Mumbai: The cashless mediclaim programme announced by the Maharashtra state education minister in 2015, seems to be taking baby steps. The authorities are being cautious to avoid making mistakes as in the past and wary whether it will be a success. The official stand of the department is the matter ‘under is consideration.’
The government is yet to float a tender invting insurance companies interested to be a part of the programme. “We have to take care that insurance companies don’t take us for a ride,” said an official who did not wish to be named. He alleged there is a likelihood of ‘nexus’ between the teachers and other parties. “It may also be possible that there is a nexus between our teachers the hospitals and insurance companies. Then we will be cheated for more money.”
Another official added, “Anything that involves a financial burden, needs approval from the cabinet.” The government is still working on the nuances of this programme whether to make it optional or compulsory for teachers.

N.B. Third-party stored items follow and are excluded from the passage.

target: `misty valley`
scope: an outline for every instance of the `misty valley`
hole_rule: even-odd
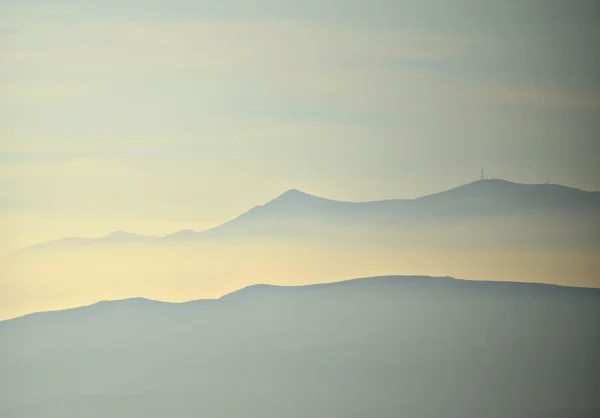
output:
[[[290,190],[205,231],[115,231],[2,256],[0,319],[397,274],[598,287],[599,212],[598,192],[504,180],[373,202]]]
[[[26,248],[0,416],[597,417],[599,196],[291,190],[207,231]]]

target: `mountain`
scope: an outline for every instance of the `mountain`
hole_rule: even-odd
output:
[[[600,210],[600,192],[554,184],[480,180],[417,199],[343,202],[289,190],[262,206],[208,231],[182,231],[165,237],[302,235],[307,223],[354,223],[386,227],[407,223],[461,221],[507,216],[584,215]],[[302,223],[301,223],[302,222]],[[293,223],[298,225],[293,228]]]
[[[341,202],[289,190],[238,219],[489,216],[531,210],[579,212],[598,209],[598,205],[600,192],[586,192],[554,184],[479,180],[417,199],[372,202]]]
[[[338,233],[344,228],[374,232],[439,222],[464,222],[521,217],[596,217],[600,192],[555,184],[520,184],[479,180],[420,197],[370,202],[343,202],[292,189],[264,205],[206,231],[183,230],[164,237],[115,232],[102,238],[67,238],[34,248],[96,244],[168,244],[236,237],[294,238]],[[555,220],[550,222],[556,223]]]
[[[598,416],[600,289],[374,277],[0,322],[0,416]]]
[[[297,286],[283,286],[271,284],[256,284],[244,287],[235,292],[226,294],[219,299],[197,299],[189,302],[163,302],[147,299],[144,297],[129,298],[122,300],[103,300],[92,305],[78,308],[70,308],[58,311],[36,312],[13,319],[0,320],[0,329],[9,323],[36,321],[39,318],[60,318],[65,319],[75,315],[86,315],[89,313],[113,312],[123,314],[124,312],[137,312],[147,315],[152,311],[158,311],[161,314],[171,311],[179,311],[190,307],[205,307],[211,305],[217,308],[218,303],[229,302],[231,300],[252,301],[254,298],[270,298],[272,296],[301,296],[305,294],[318,294],[327,292],[368,292],[370,290],[394,289],[402,291],[413,290],[443,290],[443,291],[492,291],[508,292],[515,294],[545,294],[545,295],[578,295],[589,297],[600,297],[600,288],[586,288],[562,286],[547,283],[520,283],[520,282],[501,282],[501,281],[475,281],[461,280],[453,277],[432,277],[432,276],[378,276],[345,280],[340,282],[319,283]],[[264,299],[261,299],[264,300]],[[123,309],[126,309],[124,311]]]

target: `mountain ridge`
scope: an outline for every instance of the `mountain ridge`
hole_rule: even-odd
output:
[[[405,219],[468,218],[532,211],[585,212],[600,209],[600,192],[558,184],[526,184],[484,179],[413,199],[361,202],[333,200],[289,189],[263,205],[215,227],[184,229],[164,236],[113,231],[98,238],[70,237],[36,244],[17,252],[60,248],[63,245],[165,243],[227,236],[286,236],[277,222],[295,220],[395,222]],[[270,225],[259,224],[271,222]]]
[[[549,292],[574,292],[574,293],[589,293],[596,296],[600,296],[600,288],[595,287],[581,287],[581,286],[567,286],[552,283],[540,283],[540,282],[510,282],[510,281],[491,281],[491,280],[466,280],[450,276],[427,276],[427,275],[384,275],[384,276],[371,276],[371,277],[360,277],[335,282],[325,283],[311,283],[311,284],[300,284],[300,285],[276,285],[267,283],[257,283],[242,287],[238,290],[226,293],[218,298],[204,298],[204,299],[191,299],[184,302],[169,302],[156,299],[149,299],[146,297],[130,297],[125,299],[115,300],[100,300],[89,305],[77,306],[65,309],[56,309],[50,311],[32,312],[24,315],[20,315],[14,318],[0,320],[0,326],[2,324],[23,320],[26,318],[39,317],[44,315],[60,315],[61,313],[73,313],[75,311],[83,312],[89,309],[97,308],[117,308],[132,304],[140,306],[171,306],[171,307],[184,307],[191,306],[201,303],[218,303],[223,301],[231,301],[239,297],[253,297],[253,296],[265,296],[268,294],[295,294],[299,295],[303,292],[320,291],[320,290],[332,290],[342,288],[364,288],[365,286],[380,286],[380,285],[397,285],[397,286],[418,286],[423,288],[424,286],[431,286],[431,288],[440,288],[445,286],[456,287],[456,289],[464,290],[465,288],[474,289],[512,289],[512,290],[547,290]]]
[[[0,416],[600,411],[600,289],[380,276],[202,302],[134,298],[0,322]]]

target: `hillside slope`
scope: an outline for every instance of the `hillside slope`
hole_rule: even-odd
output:
[[[0,322],[0,415],[591,417],[599,302],[380,277],[30,315]]]

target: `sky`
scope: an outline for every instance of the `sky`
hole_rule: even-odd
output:
[[[0,0],[0,253],[287,189],[600,190],[600,5]]]

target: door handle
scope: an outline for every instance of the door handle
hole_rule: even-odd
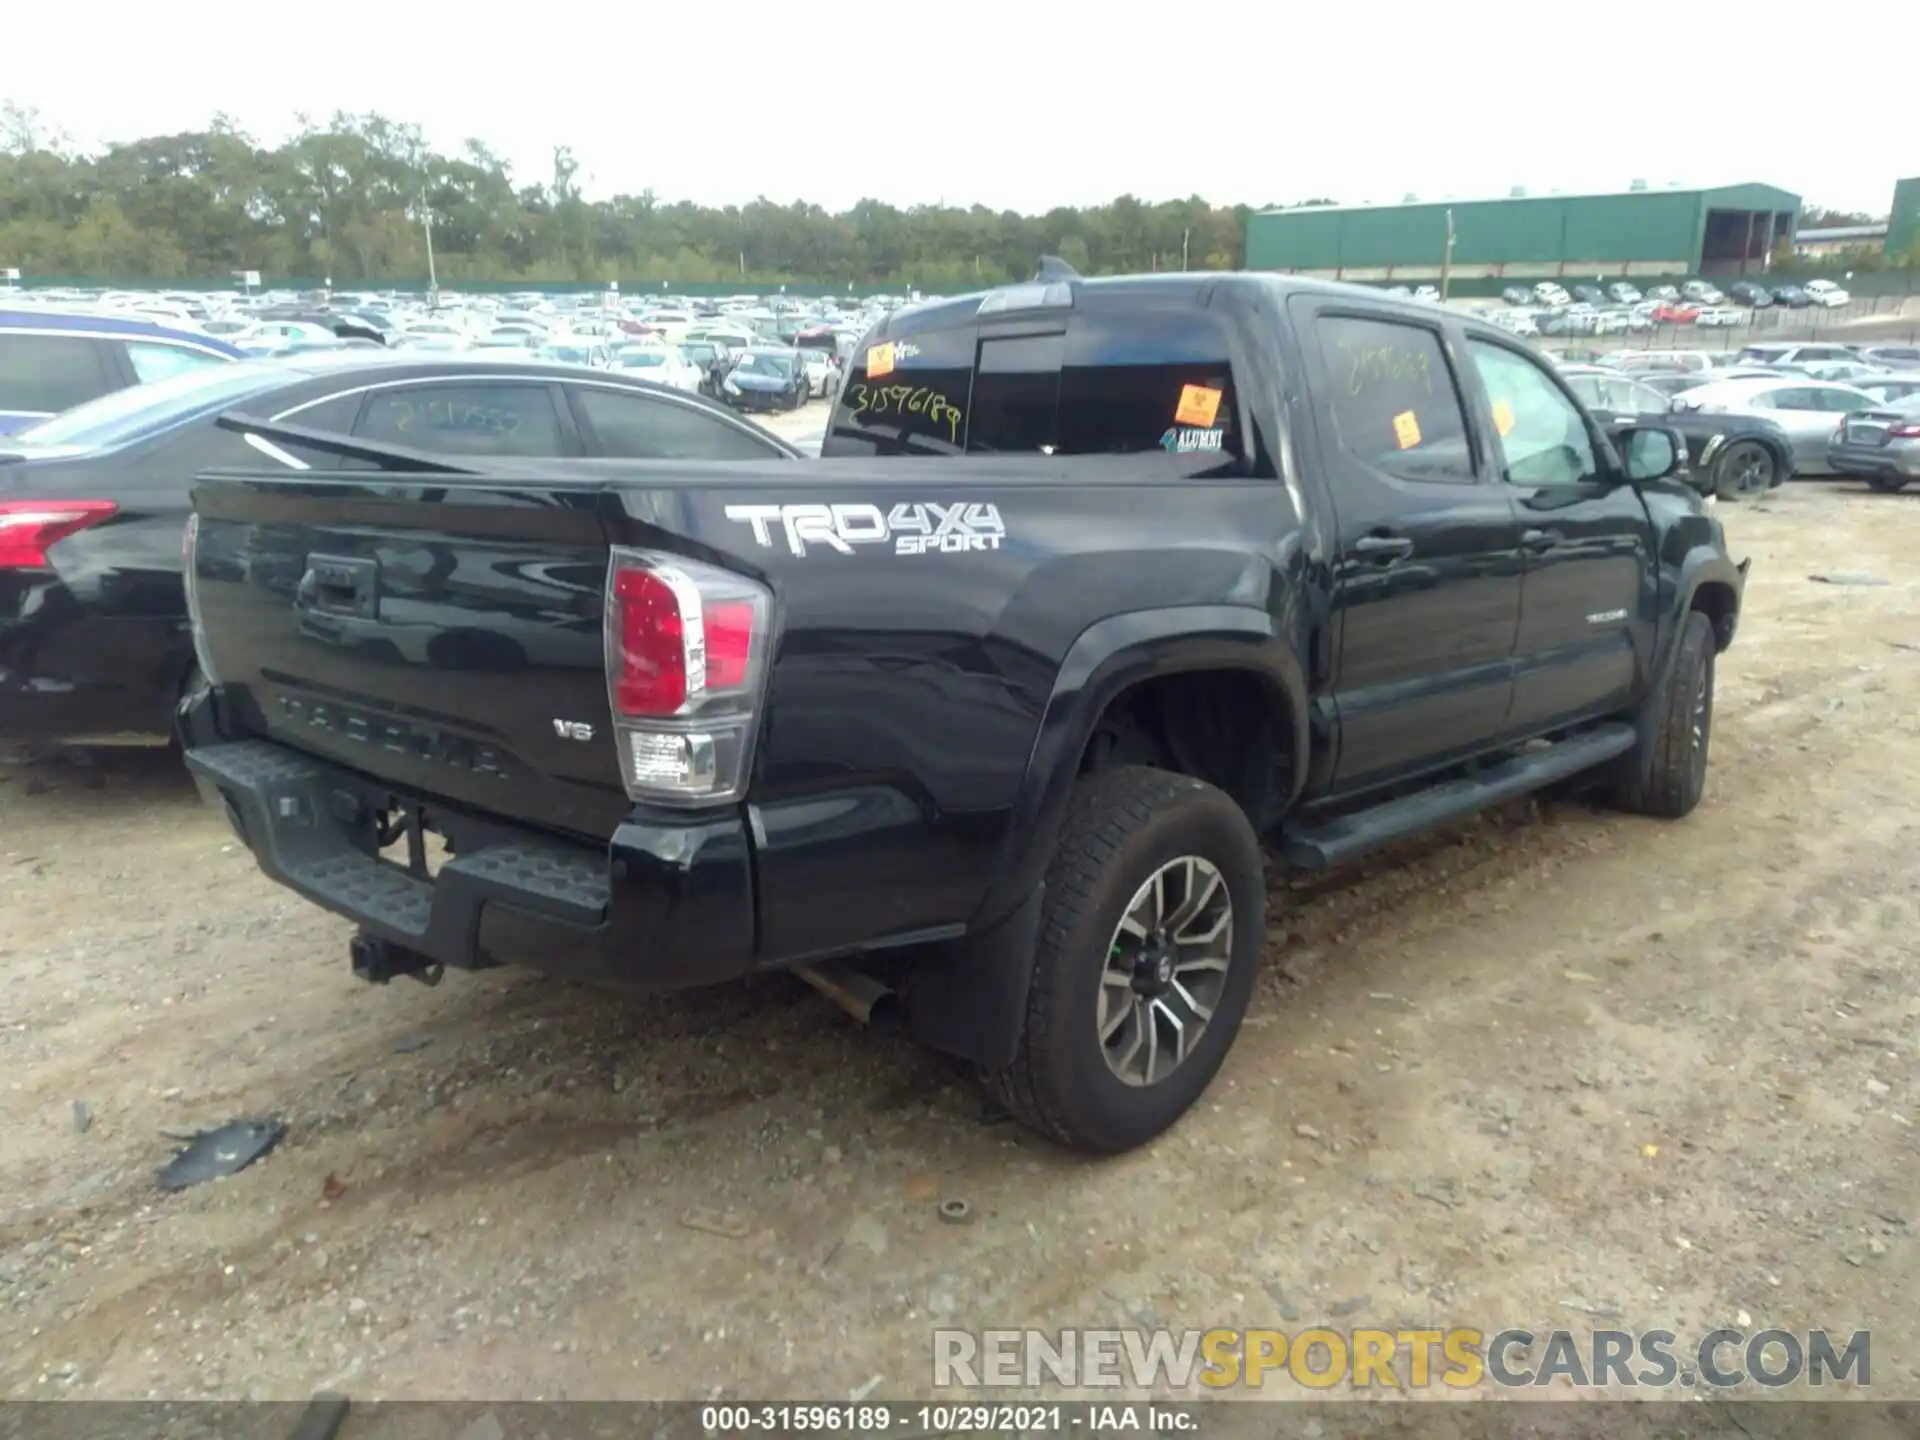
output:
[[[1370,560],[1404,560],[1413,554],[1413,541],[1404,535],[1362,535],[1353,550]]]
[[[1520,532],[1520,548],[1531,550],[1536,555],[1544,550],[1553,549],[1559,543],[1558,530],[1522,530]]]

The idea is to tie up with government hospitals as well as private. They are still working out what kind of coverage to give for different diseases and ailments.
Teachers had demanded a cashless mediclaim policy similar to the Mumbai Police Kutumb Aarogya Yojana that started in 2005 for the police. “We have seen that there were some problems with that scheme and we don’t want to repeat the same mistakes,” said the official, adding that it may take time to be launched because they are plugging the loopholes. The government has engaged a consultant to mediate between the insurance companies, the hospitals and the government.
The demand for cashless mediclaim came from teachers in the backdrop of delays in getting reimbursements of their medical bills from the education department.